AKŞAM Gazetesi Genel Yayın Yönetmeni İsmail Küçükkaya'yı ziyaret eden CHP İstanbul Milletvekili Faik Tunay, Meclis'teki bir yılını ve Türkiye'nin yakın siyasi geleceğine ilişkin görüşlerini anlattı.

Kimse kimsenin kuyusunu kazmasın

Parti içindeki huzursuzluklar üzücü şeyler. Parti meclisinin sayısının 80'den 60'a düşmesi sıkıntıları da beraberinde getirdi. CHP'nin bu dönemdeki parti meclisinde yer almak çok önemli. Bu yüzden bütün milletvekilleri, parti içinde siyaset yapan herkes parti meclisine girmek istiyor.
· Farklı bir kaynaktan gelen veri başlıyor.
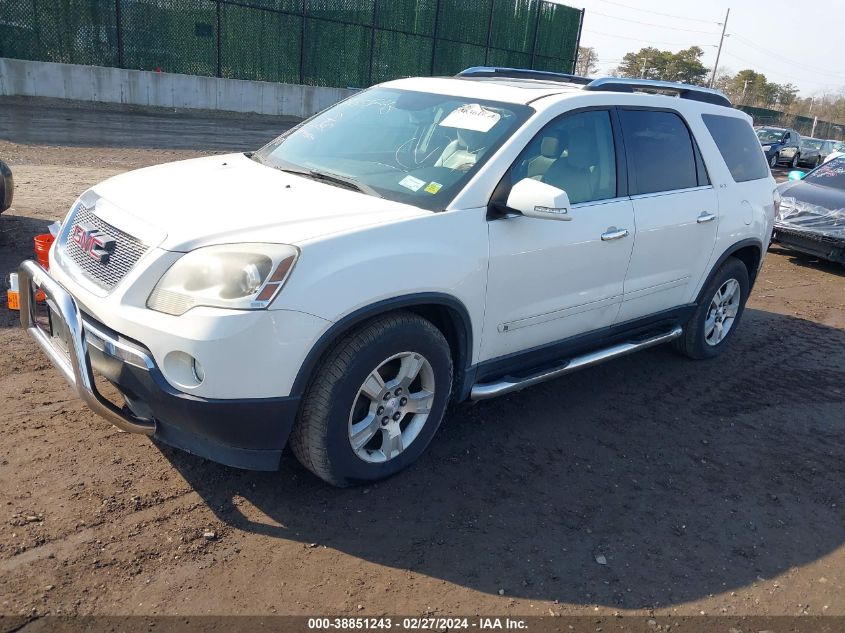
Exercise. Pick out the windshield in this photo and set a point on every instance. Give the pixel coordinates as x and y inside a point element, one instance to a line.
<point>831,174</point>
<point>769,135</point>
<point>412,147</point>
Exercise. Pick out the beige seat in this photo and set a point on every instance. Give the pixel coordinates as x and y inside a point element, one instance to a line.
<point>551,147</point>
<point>576,172</point>
<point>464,151</point>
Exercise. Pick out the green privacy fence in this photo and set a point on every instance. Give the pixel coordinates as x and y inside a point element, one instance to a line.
<point>341,43</point>
<point>802,124</point>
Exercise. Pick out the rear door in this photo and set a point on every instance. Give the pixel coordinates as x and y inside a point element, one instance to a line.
<point>676,211</point>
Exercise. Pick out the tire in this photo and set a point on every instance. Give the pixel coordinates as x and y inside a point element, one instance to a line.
<point>378,357</point>
<point>700,341</point>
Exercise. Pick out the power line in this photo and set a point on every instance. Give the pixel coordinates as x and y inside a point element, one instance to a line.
<point>747,42</point>
<point>661,26</point>
<point>639,39</point>
<point>751,64</point>
<point>665,15</point>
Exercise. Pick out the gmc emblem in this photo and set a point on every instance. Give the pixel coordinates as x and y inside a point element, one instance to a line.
<point>93,241</point>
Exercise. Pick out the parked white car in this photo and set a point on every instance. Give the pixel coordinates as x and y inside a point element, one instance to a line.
<point>425,241</point>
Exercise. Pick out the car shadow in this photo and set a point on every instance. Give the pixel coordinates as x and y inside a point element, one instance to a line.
<point>650,480</point>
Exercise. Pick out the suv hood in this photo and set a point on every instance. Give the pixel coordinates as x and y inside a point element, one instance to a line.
<point>230,198</point>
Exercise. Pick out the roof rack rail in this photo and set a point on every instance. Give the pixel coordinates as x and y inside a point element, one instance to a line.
<point>523,73</point>
<point>684,91</point>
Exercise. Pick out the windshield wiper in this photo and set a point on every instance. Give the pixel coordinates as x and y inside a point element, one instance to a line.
<point>335,179</point>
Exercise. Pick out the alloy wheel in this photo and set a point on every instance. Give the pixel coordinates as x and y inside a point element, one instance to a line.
<point>722,312</point>
<point>391,407</point>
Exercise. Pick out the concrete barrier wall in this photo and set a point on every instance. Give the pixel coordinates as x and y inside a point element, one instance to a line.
<point>140,87</point>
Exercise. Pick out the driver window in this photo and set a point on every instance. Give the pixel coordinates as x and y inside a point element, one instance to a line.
<point>574,153</point>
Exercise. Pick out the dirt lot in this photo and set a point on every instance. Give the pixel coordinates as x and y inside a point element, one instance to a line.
<point>712,487</point>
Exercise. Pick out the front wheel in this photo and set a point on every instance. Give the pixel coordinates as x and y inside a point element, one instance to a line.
<point>375,401</point>
<point>718,312</point>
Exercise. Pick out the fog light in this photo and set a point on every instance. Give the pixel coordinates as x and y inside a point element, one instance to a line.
<point>199,372</point>
<point>183,370</point>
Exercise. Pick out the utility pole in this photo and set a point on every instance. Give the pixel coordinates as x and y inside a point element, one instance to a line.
<point>719,52</point>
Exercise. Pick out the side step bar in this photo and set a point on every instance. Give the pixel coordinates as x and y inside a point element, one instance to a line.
<point>509,384</point>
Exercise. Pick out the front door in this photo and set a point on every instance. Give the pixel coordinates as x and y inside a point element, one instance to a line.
<point>549,280</point>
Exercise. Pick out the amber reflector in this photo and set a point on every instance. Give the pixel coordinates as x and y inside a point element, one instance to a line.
<point>267,293</point>
<point>281,272</point>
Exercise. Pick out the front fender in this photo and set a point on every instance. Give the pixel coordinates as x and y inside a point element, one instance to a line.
<point>438,255</point>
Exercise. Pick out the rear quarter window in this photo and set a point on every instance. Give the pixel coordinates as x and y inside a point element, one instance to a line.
<point>739,147</point>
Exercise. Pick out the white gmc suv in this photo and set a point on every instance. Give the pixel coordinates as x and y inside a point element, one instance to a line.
<point>425,241</point>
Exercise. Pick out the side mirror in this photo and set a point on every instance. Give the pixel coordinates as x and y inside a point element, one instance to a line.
<point>7,186</point>
<point>536,199</point>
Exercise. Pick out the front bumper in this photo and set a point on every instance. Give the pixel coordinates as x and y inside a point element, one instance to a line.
<point>246,433</point>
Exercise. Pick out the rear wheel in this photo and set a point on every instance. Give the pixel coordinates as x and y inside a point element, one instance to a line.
<point>718,313</point>
<point>375,401</point>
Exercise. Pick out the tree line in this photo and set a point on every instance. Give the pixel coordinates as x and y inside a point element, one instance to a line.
<point>746,87</point>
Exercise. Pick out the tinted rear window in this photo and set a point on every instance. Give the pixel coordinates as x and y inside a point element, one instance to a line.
<point>660,151</point>
<point>739,147</point>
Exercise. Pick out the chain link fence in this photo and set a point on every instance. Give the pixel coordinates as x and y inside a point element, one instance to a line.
<point>338,43</point>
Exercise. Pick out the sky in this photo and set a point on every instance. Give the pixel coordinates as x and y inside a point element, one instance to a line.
<point>787,40</point>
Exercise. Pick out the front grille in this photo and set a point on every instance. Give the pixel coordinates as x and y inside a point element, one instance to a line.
<point>127,251</point>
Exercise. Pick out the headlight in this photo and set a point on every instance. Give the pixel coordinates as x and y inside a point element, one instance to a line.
<point>236,276</point>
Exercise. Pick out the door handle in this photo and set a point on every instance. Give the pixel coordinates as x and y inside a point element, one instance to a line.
<point>614,234</point>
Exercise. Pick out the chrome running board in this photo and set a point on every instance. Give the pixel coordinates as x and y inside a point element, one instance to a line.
<point>509,384</point>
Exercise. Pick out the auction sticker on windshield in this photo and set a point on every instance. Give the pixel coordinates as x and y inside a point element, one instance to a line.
<point>414,184</point>
<point>471,117</point>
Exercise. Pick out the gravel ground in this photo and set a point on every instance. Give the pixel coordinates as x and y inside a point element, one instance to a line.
<point>712,487</point>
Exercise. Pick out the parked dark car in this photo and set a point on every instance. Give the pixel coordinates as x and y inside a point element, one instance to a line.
<point>781,145</point>
<point>7,186</point>
<point>811,151</point>
<point>811,218</point>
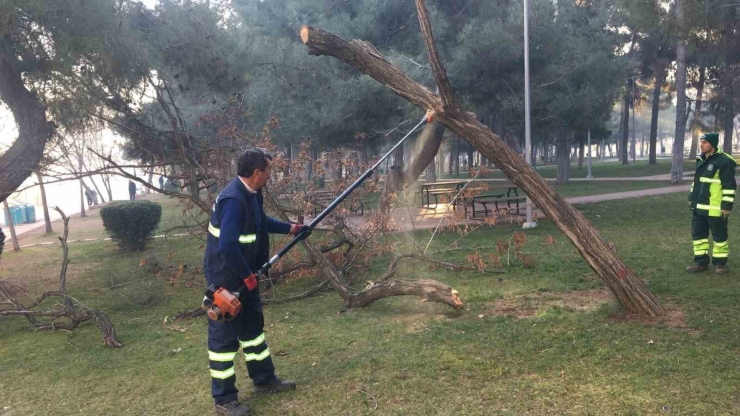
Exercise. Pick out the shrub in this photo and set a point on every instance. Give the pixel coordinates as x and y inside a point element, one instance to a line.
<point>131,223</point>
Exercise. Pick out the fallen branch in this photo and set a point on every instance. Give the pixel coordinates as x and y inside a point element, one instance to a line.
<point>73,310</point>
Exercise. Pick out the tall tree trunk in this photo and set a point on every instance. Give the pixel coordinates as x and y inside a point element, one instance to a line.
<point>148,180</point>
<point>696,122</point>
<point>659,80</point>
<point>629,289</point>
<point>634,122</point>
<point>47,218</point>
<point>22,158</point>
<point>108,188</point>
<point>677,166</point>
<point>427,146</point>
<point>625,125</point>
<point>730,53</point>
<point>457,157</point>
<point>82,188</point>
<point>562,151</point>
<point>431,172</point>
<point>11,226</point>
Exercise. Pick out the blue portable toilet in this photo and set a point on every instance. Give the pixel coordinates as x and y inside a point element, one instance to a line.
<point>21,214</point>
<point>30,213</point>
<point>17,214</point>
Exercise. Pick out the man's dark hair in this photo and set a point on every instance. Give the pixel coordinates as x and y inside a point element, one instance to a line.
<point>251,159</point>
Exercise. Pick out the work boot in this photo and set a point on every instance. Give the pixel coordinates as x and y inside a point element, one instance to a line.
<point>276,386</point>
<point>233,408</point>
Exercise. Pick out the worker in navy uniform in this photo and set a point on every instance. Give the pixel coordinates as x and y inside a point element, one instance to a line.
<point>237,246</point>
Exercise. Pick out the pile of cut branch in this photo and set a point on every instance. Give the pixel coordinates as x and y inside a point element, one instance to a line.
<point>66,315</point>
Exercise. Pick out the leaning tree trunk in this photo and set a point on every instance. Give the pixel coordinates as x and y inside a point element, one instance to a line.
<point>629,289</point>
<point>22,158</point>
<point>677,166</point>
<point>696,122</point>
<point>47,218</point>
<point>426,148</point>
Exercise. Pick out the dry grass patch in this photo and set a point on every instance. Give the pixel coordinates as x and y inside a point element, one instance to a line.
<point>531,305</point>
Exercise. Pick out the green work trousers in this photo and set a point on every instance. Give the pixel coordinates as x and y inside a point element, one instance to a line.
<point>700,227</point>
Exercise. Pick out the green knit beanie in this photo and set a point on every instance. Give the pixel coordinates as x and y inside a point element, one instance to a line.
<point>711,138</point>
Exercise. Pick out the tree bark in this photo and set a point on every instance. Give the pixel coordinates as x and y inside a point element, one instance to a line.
<point>11,226</point>
<point>624,157</point>
<point>730,53</point>
<point>82,189</point>
<point>696,122</point>
<point>426,148</point>
<point>149,181</point>
<point>629,289</point>
<point>562,151</point>
<point>23,156</point>
<point>47,218</point>
<point>678,140</point>
<point>659,79</point>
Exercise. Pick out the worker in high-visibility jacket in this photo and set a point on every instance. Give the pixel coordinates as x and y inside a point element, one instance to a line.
<point>711,197</point>
<point>237,245</point>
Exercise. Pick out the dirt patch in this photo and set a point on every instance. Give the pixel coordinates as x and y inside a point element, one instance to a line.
<point>674,318</point>
<point>417,322</point>
<point>531,305</point>
<point>32,281</point>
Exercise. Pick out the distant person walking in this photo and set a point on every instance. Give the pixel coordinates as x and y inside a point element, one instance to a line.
<point>131,190</point>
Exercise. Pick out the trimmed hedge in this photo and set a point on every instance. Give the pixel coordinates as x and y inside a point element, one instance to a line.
<point>131,223</point>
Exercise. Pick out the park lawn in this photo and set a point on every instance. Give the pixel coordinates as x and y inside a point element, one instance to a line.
<point>529,340</point>
<point>602,170</point>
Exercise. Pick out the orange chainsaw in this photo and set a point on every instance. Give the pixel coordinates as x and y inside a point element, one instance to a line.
<point>223,305</point>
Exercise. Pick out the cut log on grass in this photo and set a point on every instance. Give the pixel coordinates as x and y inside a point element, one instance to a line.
<point>428,289</point>
<point>629,289</point>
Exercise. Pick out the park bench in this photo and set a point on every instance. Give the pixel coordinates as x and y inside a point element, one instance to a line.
<point>322,199</point>
<point>490,204</point>
<point>436,193</point>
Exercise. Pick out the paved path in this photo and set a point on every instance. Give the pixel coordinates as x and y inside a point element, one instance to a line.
<point>414,218</point>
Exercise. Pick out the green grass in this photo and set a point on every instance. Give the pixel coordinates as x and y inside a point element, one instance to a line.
<point>572,189</point>
<point>409,357</point>
<point>602,170</point>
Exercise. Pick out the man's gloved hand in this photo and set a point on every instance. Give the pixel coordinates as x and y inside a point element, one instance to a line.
<point>297,229</point>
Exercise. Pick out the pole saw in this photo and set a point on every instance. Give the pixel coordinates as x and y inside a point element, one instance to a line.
<point>221,304</point>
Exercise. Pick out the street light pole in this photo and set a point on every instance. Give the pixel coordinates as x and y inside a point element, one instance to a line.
<point>527,119</point>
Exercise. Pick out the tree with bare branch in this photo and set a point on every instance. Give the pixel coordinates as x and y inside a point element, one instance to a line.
<point>629,289</point>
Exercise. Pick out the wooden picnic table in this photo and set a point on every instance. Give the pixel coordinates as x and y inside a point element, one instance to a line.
<point>452,188</point>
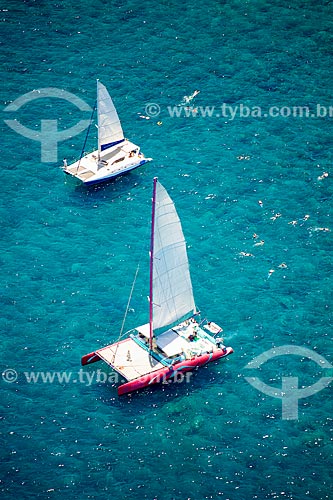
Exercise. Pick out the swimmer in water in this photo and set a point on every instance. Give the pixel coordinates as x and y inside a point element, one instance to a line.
<point>259,243</point>
<point>188,98</point>
<point>245,254</point>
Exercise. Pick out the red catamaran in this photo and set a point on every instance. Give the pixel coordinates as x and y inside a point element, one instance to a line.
<point>175,340</point>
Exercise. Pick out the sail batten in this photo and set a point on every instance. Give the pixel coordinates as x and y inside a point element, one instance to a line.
<point>110,131</point>
<point>172,288</point>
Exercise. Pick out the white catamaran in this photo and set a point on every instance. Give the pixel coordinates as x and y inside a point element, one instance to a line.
<point>175,340</point>
<point>115,154</point>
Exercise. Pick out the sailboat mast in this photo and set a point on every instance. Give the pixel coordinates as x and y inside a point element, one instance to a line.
<point>151,332</point>
<point>98,119</point>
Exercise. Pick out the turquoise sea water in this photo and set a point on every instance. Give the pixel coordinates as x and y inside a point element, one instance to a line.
<point>69,254</point>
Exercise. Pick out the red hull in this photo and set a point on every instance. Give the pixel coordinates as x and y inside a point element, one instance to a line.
<point>168,372</point>
<point>165,373</point>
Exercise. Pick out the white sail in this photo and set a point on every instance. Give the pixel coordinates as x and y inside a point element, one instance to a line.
<point>109,127</point>
<point>172,288</point>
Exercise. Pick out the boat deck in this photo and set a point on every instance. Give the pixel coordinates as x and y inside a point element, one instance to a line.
<point>129,359</point>
<point>112,162</point>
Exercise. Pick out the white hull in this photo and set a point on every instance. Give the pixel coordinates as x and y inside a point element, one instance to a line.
<point>113,162</point>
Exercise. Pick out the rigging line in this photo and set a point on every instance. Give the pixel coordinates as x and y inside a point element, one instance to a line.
<point>86,138</point>
<point>126,311</point>
<point>129,301</point>
<point>130,296</point>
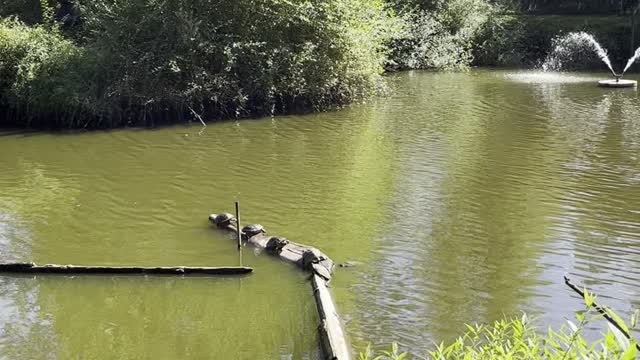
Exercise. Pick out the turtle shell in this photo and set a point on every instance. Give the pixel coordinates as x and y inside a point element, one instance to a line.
<point>224,218</point>
<point>253,229</point>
Kimse birbirini yaralamadan, hedef almadan, kuyusunu kazmadan bunu yapmalı. Kim partiyi kamuoyunda daha ileriye taşıyacaksa, halkla milletle arası iyiyse onların yer alması gerekiyor. Genel başkanın rahat bırakılıp elinin güçlendirilmesi gerekiyor. Umarım bu kurultay yeni tartışmalara yol açmaz.

KULİSLERDEKİ DURUM BENİ ŞAŞIRTIYOR

İNSANLARIN kısır tartışmalara girip, Meclis dışında kulislerde beraber oturup çay içmeleri beni ve diğer genç milletvekillerini şaşırtan bir durum. Bunlar tamamen tribüne oynamak. Siyaseti sevdiğim için mutluyum. Siyaseti seven birisi için Meclis'te bulunmak olunabilecek en üst nokta. Ayrı bir mutluluk kaynağı. Daha fazla aktif olayım ve katkım olsun istiyorum ama bu sistemde maalesef çok mümkün değil. Haftanın 3 günü Ankara'dayız. Onun haricinde seçim bölgemdeyim. Muhtarları, hastanelerin acil servislerini, taksi duraklarını ziyaret ediyorum. Ankara'nın o dar gündemine sıkışmaktansa seçim bölgemde insanlarla birlikte olmak bana daha mantıklı geliyor. Dışişleri Komisyonu üyesiyim. Ağırlığımı dış politika alanına verdim. Onun haricinden engellilerle ilgili çok çalışmalarım oluyor. Onların bütün organizasyonlarına katılıyorum kamuoyunda duyarlılık yaratmaya çalışıyorum.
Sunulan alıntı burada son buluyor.